Thursday, November 1, 2012: 5:15 PM
305 (Convention Center )
Lev Reznikov1, Luke Sicard II2 and Victor Zents3, (1)Engineering, Global Fabrication, Inc., DuBois, PA, (2)Engineering, Global Fabrication Inc., DuBois, PA, (3)Global Fabrication Inc., DuBois, PA

There are currently in excess of one-hundred (100) light water reactor nuclear power plants operating within the United States; and many others in foreign countries. Radioactive corrosion products are present in varying accumulations throughout all light water reactor plants. The radioactive corrosion products/deposits are commonly referred to as “CRUD” an acronym for Clinch River Unidentified Deposits, a term coined to describe the usually black or gray, highly radioactive deposits that were first noted in the very early experimental light water reactor plants; most notable at the Clinch River facility.

The presence of CRUD inside the station piping system drives up the cost of routine operations and maintenance of the plant many fold. Simple, inexpensive tasks become highly intricate and inordinately expensive because of the extreme methods that must be employed to cope with the radioactivity emanating from the CRUD, and to prevent the release of CRUD to the stations environs.

 Current filtration technology can remove the CRUD from the station fluid systems; however, collection of significant quantities of CRUD in conventional filters creates major radiological problems in removing the spent cartridges. The radiological penalties associated with cartridge change-out are nearly as bad as those associated with leaving the CRUD in place, inside the fluid system.

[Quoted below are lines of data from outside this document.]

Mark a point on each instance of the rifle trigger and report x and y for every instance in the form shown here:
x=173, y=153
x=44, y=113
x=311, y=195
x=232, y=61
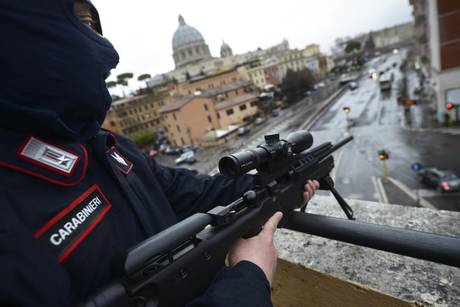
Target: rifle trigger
x=250, y=198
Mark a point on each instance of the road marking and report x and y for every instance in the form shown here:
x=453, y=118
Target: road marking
x=355, y=196
x=423, y=202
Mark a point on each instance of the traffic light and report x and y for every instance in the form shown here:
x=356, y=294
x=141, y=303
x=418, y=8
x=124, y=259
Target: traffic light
x=383, y=155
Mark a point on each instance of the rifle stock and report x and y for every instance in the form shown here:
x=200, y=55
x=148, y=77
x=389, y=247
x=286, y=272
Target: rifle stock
x=178, y=264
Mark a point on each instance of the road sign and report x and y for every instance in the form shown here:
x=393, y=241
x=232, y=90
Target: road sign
x=416, y=167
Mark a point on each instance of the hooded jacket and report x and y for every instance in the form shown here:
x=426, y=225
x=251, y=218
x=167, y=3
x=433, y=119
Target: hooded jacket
x=74, y=198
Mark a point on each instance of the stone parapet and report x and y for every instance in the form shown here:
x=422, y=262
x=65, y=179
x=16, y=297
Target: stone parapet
x=404, y=278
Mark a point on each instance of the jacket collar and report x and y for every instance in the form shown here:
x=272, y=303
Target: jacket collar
x=60, y=163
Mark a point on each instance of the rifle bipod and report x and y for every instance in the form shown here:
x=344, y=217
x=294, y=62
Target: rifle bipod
x=327, y=183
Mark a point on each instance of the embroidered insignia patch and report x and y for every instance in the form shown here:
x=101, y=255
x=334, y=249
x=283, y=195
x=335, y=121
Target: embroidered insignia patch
x=49, y=156
x=64, y=232
x=122, y=163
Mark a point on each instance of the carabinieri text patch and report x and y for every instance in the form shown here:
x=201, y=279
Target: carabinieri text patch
x=65, y=231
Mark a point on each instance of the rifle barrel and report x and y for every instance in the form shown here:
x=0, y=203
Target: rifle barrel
x=416, y=244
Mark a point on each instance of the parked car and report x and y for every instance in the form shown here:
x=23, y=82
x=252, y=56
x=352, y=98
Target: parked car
x=153, y=152
x=243, y=130
x=260, y=120
x=353, y=85
x=193, y=148
x=174, y=151
x=442, y=181
x=186, y=157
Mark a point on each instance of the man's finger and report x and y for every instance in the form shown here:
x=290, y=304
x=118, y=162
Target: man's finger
x=271, y=225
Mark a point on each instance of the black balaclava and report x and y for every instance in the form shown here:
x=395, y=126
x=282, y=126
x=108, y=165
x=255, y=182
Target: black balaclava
x=52, y=71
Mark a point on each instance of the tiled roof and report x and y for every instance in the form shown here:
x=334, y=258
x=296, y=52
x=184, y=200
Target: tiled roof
x=235, y=101
x=176, y=104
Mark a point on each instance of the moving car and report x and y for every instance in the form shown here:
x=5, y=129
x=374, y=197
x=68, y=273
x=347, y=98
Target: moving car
x=186, y=157
x=353, y=85
x=260, y=120
x=275, y=113
x=385, y=83
x=193, y=148
x=442, y=181
x=243, y=130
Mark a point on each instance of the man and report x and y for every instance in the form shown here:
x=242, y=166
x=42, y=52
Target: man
x=75, y=198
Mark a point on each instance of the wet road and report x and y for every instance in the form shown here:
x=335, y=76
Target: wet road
x=378, y=125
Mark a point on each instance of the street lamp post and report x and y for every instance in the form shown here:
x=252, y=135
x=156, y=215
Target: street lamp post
x=347, y=110
x=384, y=155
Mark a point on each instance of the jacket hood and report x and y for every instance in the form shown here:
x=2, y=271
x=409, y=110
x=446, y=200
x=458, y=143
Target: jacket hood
x=53, y=70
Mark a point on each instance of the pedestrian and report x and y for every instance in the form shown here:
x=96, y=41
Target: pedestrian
x=447, y=119
x=73, y=197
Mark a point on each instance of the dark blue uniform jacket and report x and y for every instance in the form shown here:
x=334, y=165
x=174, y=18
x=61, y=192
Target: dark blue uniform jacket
x=70, y=211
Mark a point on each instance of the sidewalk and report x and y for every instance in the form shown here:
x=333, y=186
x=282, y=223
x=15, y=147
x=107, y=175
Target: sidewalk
x=396, y=196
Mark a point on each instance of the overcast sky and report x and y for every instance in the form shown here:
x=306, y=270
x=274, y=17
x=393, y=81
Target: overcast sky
x=142, y=30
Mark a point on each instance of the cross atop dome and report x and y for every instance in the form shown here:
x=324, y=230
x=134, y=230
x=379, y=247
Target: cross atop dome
x=181, y=20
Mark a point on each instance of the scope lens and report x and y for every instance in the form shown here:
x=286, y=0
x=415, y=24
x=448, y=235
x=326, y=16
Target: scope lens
x=229, y=166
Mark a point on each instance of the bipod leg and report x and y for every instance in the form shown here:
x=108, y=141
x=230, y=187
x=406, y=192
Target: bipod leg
x=329, y=184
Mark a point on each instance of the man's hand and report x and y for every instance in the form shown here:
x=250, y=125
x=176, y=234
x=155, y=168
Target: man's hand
x=260, y=249
x=309, y=190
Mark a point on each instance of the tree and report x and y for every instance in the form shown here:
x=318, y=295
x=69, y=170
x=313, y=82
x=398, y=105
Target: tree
x=352, y=46
x=144, y=77
x=296, y=83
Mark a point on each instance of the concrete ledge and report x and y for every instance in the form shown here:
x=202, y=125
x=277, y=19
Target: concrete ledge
x=405, y=278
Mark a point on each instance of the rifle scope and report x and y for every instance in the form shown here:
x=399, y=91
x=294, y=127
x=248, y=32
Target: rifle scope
x=237, y=164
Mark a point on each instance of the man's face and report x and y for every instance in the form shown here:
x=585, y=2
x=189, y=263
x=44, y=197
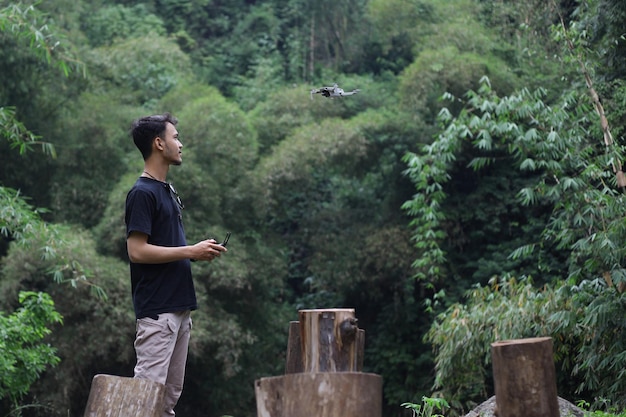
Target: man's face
x=172, y=148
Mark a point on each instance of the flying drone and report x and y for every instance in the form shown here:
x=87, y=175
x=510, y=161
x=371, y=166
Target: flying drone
x=332, y=92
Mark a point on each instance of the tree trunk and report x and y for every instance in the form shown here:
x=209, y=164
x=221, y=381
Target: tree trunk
x=343, y=394
x=322, y=371
x=328, y=339
x=295, y=363
x=524, y=377
x=114, y=396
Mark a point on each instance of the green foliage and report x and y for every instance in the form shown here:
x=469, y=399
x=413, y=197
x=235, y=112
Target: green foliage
x=139, y=69
x=113, y=23
x=461, y=336
x=508, y=308
x=19, y=136
x=24, y=354
x=108, y=322
x=27, y=24
x=428, y=407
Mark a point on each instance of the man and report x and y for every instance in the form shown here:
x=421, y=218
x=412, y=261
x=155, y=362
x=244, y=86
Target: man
x=162, y=286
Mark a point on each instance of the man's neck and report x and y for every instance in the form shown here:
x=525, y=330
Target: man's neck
x=155, y=172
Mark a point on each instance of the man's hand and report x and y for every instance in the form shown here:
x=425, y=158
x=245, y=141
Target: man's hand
x=207, y=250
x=140, y=251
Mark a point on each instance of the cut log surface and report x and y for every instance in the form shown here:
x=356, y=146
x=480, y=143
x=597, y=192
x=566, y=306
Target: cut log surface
x=525, y=378
x=329, y=340
x=328, y=394
x=114, y=396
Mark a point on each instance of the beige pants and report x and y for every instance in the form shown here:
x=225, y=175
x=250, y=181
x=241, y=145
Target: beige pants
x=161, y=347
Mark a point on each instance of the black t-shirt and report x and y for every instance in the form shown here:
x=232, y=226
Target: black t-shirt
x=158, y=288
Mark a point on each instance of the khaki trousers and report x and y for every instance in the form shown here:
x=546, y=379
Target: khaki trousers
x=161, y=347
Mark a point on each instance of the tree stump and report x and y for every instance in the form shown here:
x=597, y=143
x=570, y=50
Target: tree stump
x=328, y=340
x=525, y=378
x=114, y=396
x=326, y=394
x=322, y=372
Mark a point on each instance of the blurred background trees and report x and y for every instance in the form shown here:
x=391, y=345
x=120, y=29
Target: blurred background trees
x=469, y=171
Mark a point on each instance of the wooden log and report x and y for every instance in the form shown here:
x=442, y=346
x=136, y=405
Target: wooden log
x=295, y=364
x=294, y=349
x=114, y=396
x=525, y=378
x=326, y=394
x=328, y=339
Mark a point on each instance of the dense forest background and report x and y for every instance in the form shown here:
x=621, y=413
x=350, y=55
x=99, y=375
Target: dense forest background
x=470, y=192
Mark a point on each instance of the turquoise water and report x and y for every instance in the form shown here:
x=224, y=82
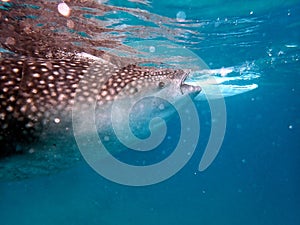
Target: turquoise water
x=255, y=177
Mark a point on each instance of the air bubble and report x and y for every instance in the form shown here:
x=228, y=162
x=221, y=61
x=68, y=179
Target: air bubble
x=152, y=49
x=181, y=16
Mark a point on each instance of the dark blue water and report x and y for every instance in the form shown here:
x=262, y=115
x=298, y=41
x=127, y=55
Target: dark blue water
x=255, y=177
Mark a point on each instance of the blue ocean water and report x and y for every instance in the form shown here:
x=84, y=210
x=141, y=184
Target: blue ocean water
x=255, y=177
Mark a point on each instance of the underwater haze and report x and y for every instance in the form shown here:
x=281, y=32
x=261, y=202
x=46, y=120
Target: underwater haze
x=254, y=179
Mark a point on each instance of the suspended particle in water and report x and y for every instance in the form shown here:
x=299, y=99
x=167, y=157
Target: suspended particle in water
x=56, y=120
x=64, y=9
x=152, y=49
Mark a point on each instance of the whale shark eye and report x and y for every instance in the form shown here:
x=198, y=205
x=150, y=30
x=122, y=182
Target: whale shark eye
x=161, y=84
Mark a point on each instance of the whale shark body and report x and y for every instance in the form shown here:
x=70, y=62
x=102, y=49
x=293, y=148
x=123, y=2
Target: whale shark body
x=37, y=96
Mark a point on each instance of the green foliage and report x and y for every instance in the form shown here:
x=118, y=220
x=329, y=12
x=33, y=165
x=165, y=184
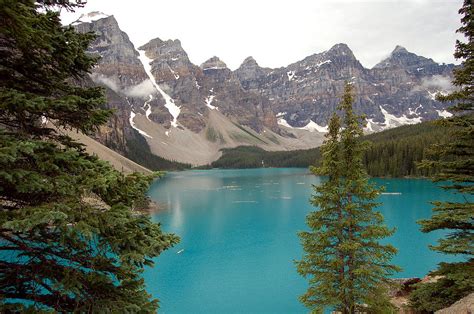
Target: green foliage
x=252, y=157
x=392, y=153
x=71, y=239
x=454, y=161
x=343, y=259
x=454, y=281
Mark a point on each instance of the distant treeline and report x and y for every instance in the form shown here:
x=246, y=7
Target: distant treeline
x=255, y=157
x=139, y=151
x=392, y=153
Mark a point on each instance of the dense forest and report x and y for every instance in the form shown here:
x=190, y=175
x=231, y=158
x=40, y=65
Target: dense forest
x=391, y=153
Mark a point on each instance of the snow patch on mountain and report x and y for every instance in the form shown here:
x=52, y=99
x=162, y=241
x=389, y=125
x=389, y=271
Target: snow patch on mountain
x=209, y=100
x=282, y=122
x=392, y=121
x=290, y=74
x=90, y=17
x=323, y=62
x=148, y=107
x=132, y=123
x=313, y=126
x=169, y=102
x=444, y=113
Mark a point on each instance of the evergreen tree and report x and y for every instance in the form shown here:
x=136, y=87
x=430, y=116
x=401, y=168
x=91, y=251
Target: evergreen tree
x=346, y=264
x=71, y=239
x=454, y=161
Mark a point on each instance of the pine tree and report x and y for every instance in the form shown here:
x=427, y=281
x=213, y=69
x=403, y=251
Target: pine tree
x=346, y=264
x=454, y=162
x=71, y=239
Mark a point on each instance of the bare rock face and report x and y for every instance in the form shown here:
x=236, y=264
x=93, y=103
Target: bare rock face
x=158, y=87
x=120, y=71
x=404, y=85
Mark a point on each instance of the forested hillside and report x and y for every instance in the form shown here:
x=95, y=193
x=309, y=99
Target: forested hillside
x=392, y=153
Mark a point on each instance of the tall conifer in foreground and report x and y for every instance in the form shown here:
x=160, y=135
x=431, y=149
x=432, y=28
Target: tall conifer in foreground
x=345, y=263
x=454, y=161
x=70, y=239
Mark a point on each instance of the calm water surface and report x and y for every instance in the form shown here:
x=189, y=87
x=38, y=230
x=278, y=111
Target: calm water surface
x=238, y=237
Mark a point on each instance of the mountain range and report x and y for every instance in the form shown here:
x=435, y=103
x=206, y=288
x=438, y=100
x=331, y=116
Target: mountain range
x=188, y=113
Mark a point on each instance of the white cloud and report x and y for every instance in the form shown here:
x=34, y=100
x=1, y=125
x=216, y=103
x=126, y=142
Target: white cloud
x=280, y=32
x=104, y=80
x=142, y=90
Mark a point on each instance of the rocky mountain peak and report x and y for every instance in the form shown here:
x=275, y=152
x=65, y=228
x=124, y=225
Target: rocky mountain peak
x=402, y=58
x=339, y=50
x=213, y=63
x=249, y=62
x=91, y=17
x=169, y=51
x=399, y=50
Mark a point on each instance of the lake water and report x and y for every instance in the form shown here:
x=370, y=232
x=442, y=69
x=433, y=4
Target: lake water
x=238, y=237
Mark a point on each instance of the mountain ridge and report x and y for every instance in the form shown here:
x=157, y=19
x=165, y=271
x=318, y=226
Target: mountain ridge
x=188, y=112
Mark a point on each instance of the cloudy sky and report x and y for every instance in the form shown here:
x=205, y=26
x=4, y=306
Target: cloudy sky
x=279, y=32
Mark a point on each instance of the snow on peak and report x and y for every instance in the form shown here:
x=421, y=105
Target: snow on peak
x=169, y=102
x=90, y=17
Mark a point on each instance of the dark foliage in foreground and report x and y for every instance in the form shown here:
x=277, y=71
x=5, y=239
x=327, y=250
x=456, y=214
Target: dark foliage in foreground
x=71, y=239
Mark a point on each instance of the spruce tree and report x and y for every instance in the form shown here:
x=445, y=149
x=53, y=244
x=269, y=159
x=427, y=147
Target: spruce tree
x=346, y=264
x=454, y=162
x=71, y=239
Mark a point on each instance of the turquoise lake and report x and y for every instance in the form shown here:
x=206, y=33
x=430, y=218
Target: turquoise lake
x=238, y=237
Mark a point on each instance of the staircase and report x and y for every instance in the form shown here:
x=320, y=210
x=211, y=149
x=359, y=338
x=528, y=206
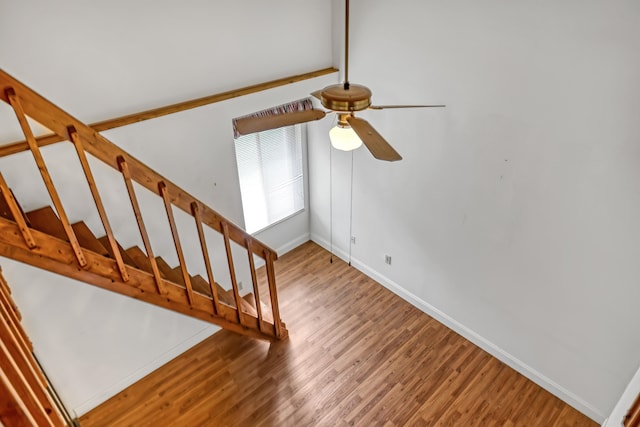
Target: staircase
x=45, y=238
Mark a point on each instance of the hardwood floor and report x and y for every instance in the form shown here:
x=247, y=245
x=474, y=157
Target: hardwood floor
x=357, y=355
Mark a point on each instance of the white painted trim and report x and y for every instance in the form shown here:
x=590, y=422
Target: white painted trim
x=468, y=333
x=292, y=244
x=143, y=371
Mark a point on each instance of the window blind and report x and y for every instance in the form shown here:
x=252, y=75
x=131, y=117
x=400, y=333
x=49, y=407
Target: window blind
x=271, y=175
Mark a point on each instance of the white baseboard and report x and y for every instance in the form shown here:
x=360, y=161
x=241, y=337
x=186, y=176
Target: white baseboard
x=292, y=244
x=468, y=333
x=140, y=373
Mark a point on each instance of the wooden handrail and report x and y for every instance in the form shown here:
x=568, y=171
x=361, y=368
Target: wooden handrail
x=207, y=258
x=124, y=168
x=176, y=240
x=87, y=140
x=17, y=214
x=46, y=113
x=84, y=163
x=232, y=272
x=254, y=280
x=19, y=146
x=15, y=102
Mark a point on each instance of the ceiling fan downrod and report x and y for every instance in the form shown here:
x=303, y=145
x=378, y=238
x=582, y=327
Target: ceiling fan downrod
x=346, y=46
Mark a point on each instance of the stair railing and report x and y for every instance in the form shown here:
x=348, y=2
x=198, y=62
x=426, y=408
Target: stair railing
x=25, y=103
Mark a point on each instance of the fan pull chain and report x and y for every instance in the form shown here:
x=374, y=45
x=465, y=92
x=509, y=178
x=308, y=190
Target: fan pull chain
x=351, y=211
x=331, y=202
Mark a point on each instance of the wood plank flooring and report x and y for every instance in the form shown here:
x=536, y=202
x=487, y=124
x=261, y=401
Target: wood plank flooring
x=357, y=355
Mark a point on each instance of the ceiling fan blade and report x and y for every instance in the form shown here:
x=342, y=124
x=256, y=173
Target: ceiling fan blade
x=378, y=146
x=386, y=107
x=317, y=94
x=258, y=124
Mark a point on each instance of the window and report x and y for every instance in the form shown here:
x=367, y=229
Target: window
x=271, y=176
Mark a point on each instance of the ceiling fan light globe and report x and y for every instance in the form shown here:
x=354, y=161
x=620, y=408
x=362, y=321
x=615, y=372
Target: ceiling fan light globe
x=344, y=138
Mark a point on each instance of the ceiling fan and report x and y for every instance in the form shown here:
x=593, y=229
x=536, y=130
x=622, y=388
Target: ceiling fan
x=344, y=99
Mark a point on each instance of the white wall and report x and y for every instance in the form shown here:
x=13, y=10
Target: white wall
x=624, y=404
x=514, y=215
x=102, y=59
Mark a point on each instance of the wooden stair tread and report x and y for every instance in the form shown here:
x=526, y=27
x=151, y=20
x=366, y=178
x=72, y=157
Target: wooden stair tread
x=169, y=273
x=139, y=258
x=5, y=211
x=200, y=285
x=104, y=240
x=45, y=219
x=45, y=237
x=225, y=296
x=87, y=239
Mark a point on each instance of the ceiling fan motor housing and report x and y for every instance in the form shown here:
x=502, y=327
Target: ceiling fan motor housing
x=346, y=97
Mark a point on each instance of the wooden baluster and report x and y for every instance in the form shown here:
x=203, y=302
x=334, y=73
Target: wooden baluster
x=46, y=177
x=162, y=187
x=21, y=373
x=232, y=271
x=205, y=254
x=77, y=142
x=17, y=214
x=273, y=293
x=254, y=279
x=126, y=174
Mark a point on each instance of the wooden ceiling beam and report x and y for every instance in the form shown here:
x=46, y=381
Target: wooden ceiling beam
x=19, y=146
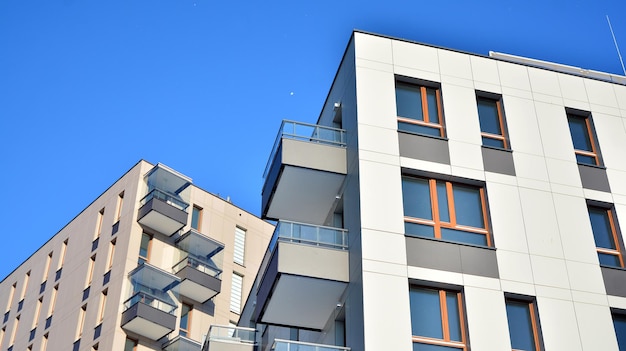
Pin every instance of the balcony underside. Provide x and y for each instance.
(304, 182)
(198, 285)
(147, 321)
(302, 285)
(162, 217)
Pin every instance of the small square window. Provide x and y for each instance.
(419, 108)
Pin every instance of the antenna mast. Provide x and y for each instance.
(616, 47)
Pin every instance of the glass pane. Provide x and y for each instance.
(601, 228)
(442, 198)
(426, 313)
(609, 260)
(580, 133)
(418, 129)
(431, 100)
(416, 198)
(520, 325)
(454, 317)
(463, 236)
(409, 101)
(419, 230)
(619, 322)
(468, 207)
(488, 116)
(493, 142)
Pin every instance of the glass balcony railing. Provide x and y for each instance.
(150, 300)
(306, 132)
(286, 345)
(197, 264)
(166, 197)
(307, 234)
(238, 334)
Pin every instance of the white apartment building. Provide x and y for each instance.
(148, 265)
(446, 201)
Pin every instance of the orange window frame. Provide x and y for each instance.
(502, 136)
(446, 341)
(436, 222)
(425, 112)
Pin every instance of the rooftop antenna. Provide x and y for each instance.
(616, 47)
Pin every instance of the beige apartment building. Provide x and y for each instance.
(148, 265)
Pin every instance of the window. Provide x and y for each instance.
(585, 147)
(235, 293)
(240, 246)
(185, 320)
(445, 210)
(492, 127)
(144, 248)
(606, 236)
(523, 325)
(419, 108)
(437, 320)
(196, 218)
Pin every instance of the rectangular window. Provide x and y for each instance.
(144, 248)
(196, 218)
(583, 138)
(235, 293)
(445, 210)
(240, 246)
(492, 126)
(185, 320)
(606, 236)
(437, 319)
(419, 108)
(523, 325)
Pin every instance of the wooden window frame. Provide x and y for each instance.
(443, 303)
(595, 153)
(424, 99)
(436, 222)
(503, 136)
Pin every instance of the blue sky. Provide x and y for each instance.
(87, 88)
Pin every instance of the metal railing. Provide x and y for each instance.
(308, 234)
(165, 197)
(306, 132)
(286, 345)
(199, 265)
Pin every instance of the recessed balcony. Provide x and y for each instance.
(150, 311)
(201, 267)
(305, 276)
(223, 338)
(305, 173)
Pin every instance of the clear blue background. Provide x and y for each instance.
(87, 88)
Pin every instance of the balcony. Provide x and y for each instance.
(223, 338)
(164, 208)
(305, 276)
(304, 173)
(150, 311)
(287, 345)
(201, 267)
(181, 343)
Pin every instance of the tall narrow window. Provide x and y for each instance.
(606, 236)
(196, 218)
(437, 321)
(240, 246)
(144, 248)
(523, 325)
(419, 109)
(445, 210)
(235, 293)
(185, 320)
(583, 137)
(492, 126)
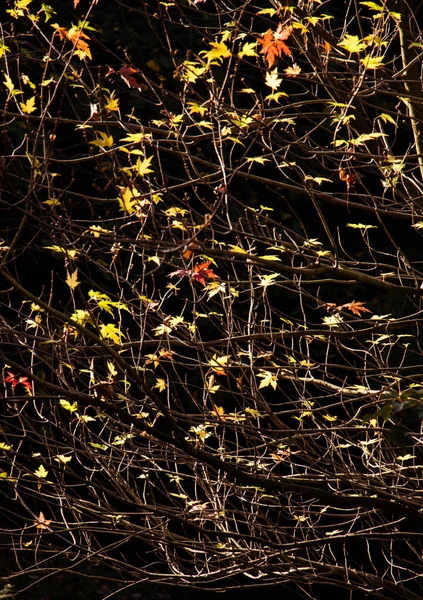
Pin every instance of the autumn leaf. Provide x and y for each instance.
(273, 44)
(218, 52)
(160, 384)
(128, 75)
(143, 167)
(29, 106)
(77, 37)
(41, 472)
(293, 71)
(218, 411)
(111, 332)
(372, 62)
(248, 49)
(268, 378)
(272, 79)
(112, 102)
(42, 522)
(349, 178)
(105, 141)
(218, 364)
(14, 381)
(201, 272)
(355, 307)
(72, 279)
(128, 201)
(352, 44)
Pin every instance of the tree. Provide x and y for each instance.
(212, 286)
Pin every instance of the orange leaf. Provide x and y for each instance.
(355, 307)
(273, 44)
(293, 71)
(201, 271)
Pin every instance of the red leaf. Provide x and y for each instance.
(201, 271)
(11, 379)
(273, 44)
(26, 383)
(22, 380)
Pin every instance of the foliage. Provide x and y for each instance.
(211, 294)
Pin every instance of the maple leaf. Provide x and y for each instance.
(293, 71)
(42, 522)
(349, 178)
(273, 44)
(355, 307)
(201, 271)
(352, 44)
(26, 383)
(218, 411)
(111, 332)
(41, 472)
(179, 273)
(268, 378)
(143, 167)
(218, 364)
(11, 379)
(72, 279)
(29, 106)
(160, 384)
(272, 79)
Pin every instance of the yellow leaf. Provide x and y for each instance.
(128, 201)
(352, 43)
(105, 141)
(111, 332)
(41, 472)
(248, 49)
(375, 62)
(8, 83)
(143, 167)
(160, 384)
(260, 159)
(29, 106)
(388, 119)
(272, 79)
(72, 279)
(268, 378)
(136, 137)
(293, 71)
(219, 51)
(112, 103)
(63, 459)
(194, 107)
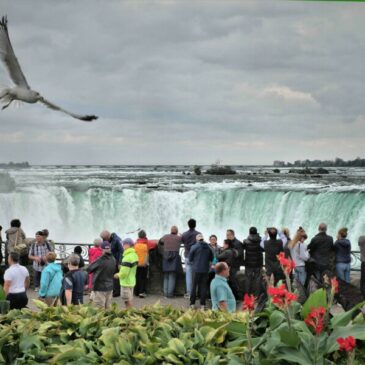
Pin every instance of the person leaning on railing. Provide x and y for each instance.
(362, 258)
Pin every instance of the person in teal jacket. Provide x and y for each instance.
(127, 273)
(51, 280)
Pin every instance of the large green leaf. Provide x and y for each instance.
(289, 336)
(315, 300)
(356, 331)
(343, 319)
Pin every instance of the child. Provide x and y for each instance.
(127, 273)
(94, 253)
(141, 248)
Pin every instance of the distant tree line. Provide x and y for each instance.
(337, 162)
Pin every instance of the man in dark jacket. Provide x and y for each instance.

The radiological problems associated with cartridge change-out have been so troublesome that they have severely limited the use of cartridge filtration technology in commercial nuclear power plants. Finding a way to remove CRUD from troublesome areas without creating additional radiological problems in the process would be viewed as a noble effort, indeed. That is precisely what the new APPARATUS FOR RADIOACTIVE PARTICULATE FILTRATION filter/cartridge change-out system does. It will allow unimpeded utilization of the unique filtration technology without the severe radiological penalties associated with current cartridge change-out systems.

Our patented process of filter change-out allows us to remove the dirty filter cartridges without having to disassemble the vessel for cleaning.  This in turn will significantly reduce personnel exposure as well as overall filter change out time.